The voting timeline concerns people like Mast and disability advocacy groups that say they want to see major changes to the House bill the Congressional Budget Office estimated would reduce Medicaid funding by more than $800 billion over 10 years by capping payments to the states for the first time.

Mast said she has testified before Congress in the past and would like the opportunity to weigh in on the AHCA. She said she doesn't think the general public, or even some lawmakers, understand that Medicaid includes support services to help her daughter live independently after she graduates from high school next year.

"Those are optional services," Mast said. "So when you cut $830 billion from Medicaid and/or go to these per capita caps, there's not going to be enough money. So they're going to cut optional services."

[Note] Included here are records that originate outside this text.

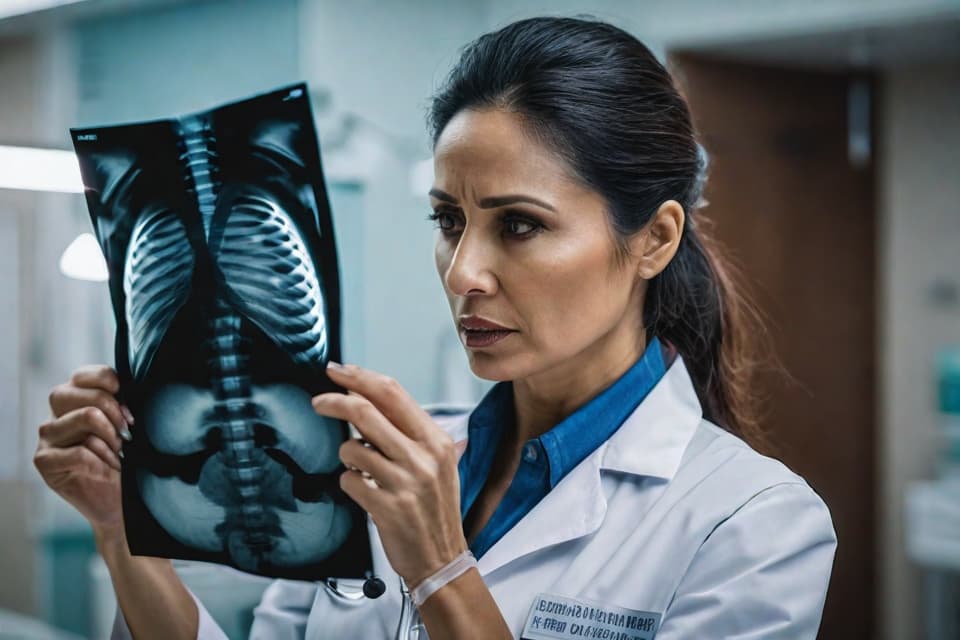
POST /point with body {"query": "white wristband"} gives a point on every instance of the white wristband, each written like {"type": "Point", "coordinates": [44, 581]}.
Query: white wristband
{"type": "Point", "coordinates": [454, 569]}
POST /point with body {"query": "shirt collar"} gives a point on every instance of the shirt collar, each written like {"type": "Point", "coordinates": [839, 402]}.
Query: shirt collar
{"type": "Point", "coordinates": [580, 433]}
{"type": "Point", "coordinates": [653, 439]}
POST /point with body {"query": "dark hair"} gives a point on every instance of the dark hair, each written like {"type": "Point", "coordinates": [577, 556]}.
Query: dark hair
{"type": "Point", "coordinates": [599, 97]}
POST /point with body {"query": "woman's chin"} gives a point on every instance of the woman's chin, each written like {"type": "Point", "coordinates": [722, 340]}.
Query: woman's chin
{"type": "Point", "coordinates": [487, 366]}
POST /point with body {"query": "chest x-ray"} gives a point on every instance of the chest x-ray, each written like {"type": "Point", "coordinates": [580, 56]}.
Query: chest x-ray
{"type": "Point", "coordinates": [223, 276]}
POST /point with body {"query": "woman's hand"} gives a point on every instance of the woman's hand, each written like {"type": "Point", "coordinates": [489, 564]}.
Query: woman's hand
{"type": "Point", "coordinates": [415, 502]}
{"type": "Point", "coordinates": [79, 450]}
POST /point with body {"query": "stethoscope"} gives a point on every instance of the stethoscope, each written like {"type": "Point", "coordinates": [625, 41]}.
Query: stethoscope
{"type": "Point", "coordinates": [373, 588]}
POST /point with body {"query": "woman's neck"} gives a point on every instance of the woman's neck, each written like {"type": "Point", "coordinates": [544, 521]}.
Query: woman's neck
{"type": "Point", "coordinates": [543, 400]}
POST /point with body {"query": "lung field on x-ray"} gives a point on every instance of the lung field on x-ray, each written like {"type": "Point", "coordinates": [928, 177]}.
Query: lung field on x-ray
{"type": "Point", "coordinates": [227, 306]}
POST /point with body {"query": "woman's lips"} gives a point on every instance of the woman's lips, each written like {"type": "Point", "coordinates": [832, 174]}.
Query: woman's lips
{"type": "Point", "coordinates": [475, 338]}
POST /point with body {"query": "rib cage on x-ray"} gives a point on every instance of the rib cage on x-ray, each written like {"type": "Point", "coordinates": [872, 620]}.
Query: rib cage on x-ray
{"type": "Point", "coordinates": [226, 317]}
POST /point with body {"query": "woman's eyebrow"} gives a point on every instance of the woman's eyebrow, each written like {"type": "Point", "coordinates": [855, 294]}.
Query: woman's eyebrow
{"type": "Point", "coordinates": [494, 201]}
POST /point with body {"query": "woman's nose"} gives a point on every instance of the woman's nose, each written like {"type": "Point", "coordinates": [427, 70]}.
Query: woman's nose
{"type": "Point", "coordinates": [469, 271]}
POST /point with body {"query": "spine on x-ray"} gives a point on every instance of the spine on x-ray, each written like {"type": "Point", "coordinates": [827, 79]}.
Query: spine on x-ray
{"type": "Point", "coordinates": [248, 523]}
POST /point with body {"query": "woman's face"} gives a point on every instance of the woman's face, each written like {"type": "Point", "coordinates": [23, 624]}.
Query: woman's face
{"type": "Point", "coordinates": [524, 245]}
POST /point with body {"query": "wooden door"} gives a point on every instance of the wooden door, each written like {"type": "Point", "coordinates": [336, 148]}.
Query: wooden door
{"type": "Point", "coordinates": [799, 219]}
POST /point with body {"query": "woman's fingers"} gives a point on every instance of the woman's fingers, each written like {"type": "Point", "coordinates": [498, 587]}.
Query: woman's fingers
{"type": "Point", "coordinates": [55, 463]}
{"type": "Point", "coordinates": [386, 394]}
{"type": "Point", "coordinates": [96, 376]}
{"type": "Point", "coordinates": [372, 425]}
{"type": "Point", "coordinates": [359, 457]}
{"type": "Point", "coordinates": [67, 398]}
{"type": "Point", "coordinates": [73, 428]}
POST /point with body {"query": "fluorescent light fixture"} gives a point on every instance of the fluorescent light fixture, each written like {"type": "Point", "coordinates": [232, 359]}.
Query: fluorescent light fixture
{"type": "Point", "coordinates": [10, 8]}
{"type": "Point", "coordinates": [83, 260]}
{"type": "Point", "coordinates": [39, 170]}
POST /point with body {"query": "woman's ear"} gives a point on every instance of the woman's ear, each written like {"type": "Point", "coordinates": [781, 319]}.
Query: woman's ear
{"type": "Point", "coordinates": [656, 244]}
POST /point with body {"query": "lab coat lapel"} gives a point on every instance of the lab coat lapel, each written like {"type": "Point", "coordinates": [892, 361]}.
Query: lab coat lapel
{"type": "Point", "coordinates": [650, 442]}
{"type": "Point", "coordinates": [574, 508]}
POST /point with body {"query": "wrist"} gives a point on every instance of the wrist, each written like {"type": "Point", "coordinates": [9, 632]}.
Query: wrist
{"type": "Point", "coordinates": [446, 574]}
{"type": "Point", "coordinates": [110, 539]}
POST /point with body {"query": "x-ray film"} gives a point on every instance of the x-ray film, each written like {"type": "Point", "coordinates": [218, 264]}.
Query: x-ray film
{"type": "Point", "coordinates": [218, 238]}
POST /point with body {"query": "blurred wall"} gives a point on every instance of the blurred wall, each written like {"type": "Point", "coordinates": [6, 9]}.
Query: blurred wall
{"type": "Point", "coordinates": [19, 67]}
{"type": "Point", "coordinates": [380, 62]}
{"type": "Point", "coordinates": [918, 245]}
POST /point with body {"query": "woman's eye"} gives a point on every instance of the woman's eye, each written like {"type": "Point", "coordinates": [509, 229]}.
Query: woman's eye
{"type": "Point", "coordinates": [444, 221]}
{"type": "Point", "coordinates": [517, 226]}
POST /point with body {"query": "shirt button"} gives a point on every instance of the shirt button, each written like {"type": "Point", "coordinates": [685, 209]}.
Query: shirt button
{"type": "Point", "coordinates": [530, 452]}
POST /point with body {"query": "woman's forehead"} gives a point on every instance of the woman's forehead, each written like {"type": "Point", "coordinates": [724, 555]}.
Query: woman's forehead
{"type": "Point", "coordinates": [489, 149]}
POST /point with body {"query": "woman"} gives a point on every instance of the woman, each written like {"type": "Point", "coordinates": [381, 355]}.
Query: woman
{"type": "Point", "coordinates": [604, 484]}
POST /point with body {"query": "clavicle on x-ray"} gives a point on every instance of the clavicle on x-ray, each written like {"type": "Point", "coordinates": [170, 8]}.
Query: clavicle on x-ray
{"type": "Point", "coordinates": [223, 276]}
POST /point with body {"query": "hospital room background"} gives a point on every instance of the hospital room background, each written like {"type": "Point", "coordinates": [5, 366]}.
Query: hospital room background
{"type": "Point", "coordinates": [834, 133]}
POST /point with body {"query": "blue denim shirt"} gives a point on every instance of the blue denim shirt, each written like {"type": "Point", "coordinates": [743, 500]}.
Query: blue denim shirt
{"type": "Point", "coordinates": [545, 460]}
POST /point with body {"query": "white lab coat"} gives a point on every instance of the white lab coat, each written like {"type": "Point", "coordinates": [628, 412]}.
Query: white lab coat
{"type": "Point", "coordinates": [671, 515]}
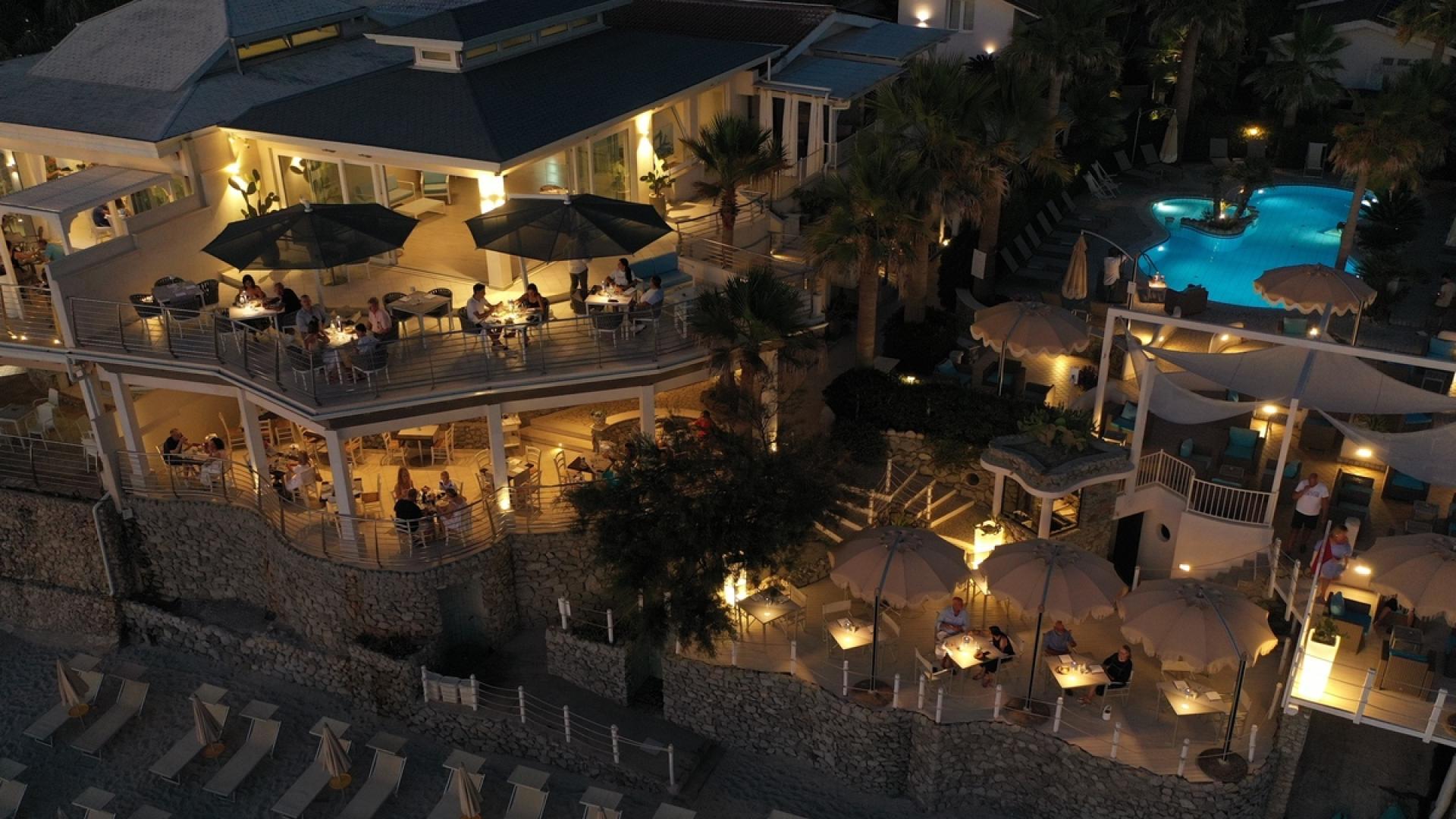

Supporters of the Republican bill say that it will encourage states to find innovative ways to maintain coverage for those who need it most while curbing unsustainable cost increases.

Other groups are concerned about the bill allowing states to give health insurers the freedom to charge more based on pre-existing conditions and the end of the Medicaid expansion program that provided federal cash to extend health coverage to low-income people in states that opted in.

More than 50 health care and disability organizations from Kansas sent a letter last week to Roberts and Moran urging them not to vote for the AHCA unless there are major changes to the House version.

A group of 62 Kansas legislators signed on to a similar letter, organized by a group called the Alliance for a Healthy Kansas, that advocates for Medicaid expansion.

The Kansas Legislature voted to accept the expansion this year, but Gov. Sam Brownback vetoed it. All four members of the U.S. House of Representatives from Kansas voted for the AHCA, which would bar states from expansion.

That included U.S. Rep. Kevin Yoder, a Republican from Overland Park whom Mast and her daughter worked closely with on a bill called the ABLE Act that established savings accounts that can be used to cover disability-related expenses without jeopardizing Medicaid eligibility.

Mast, who described herself as a conservative Christian, said she wanted to make it clear that her opposition to the way the AHCA is being legislated is not partisan.

"We were in Yoder's campaign commercial," Mast said. "We are not liberal Democrats."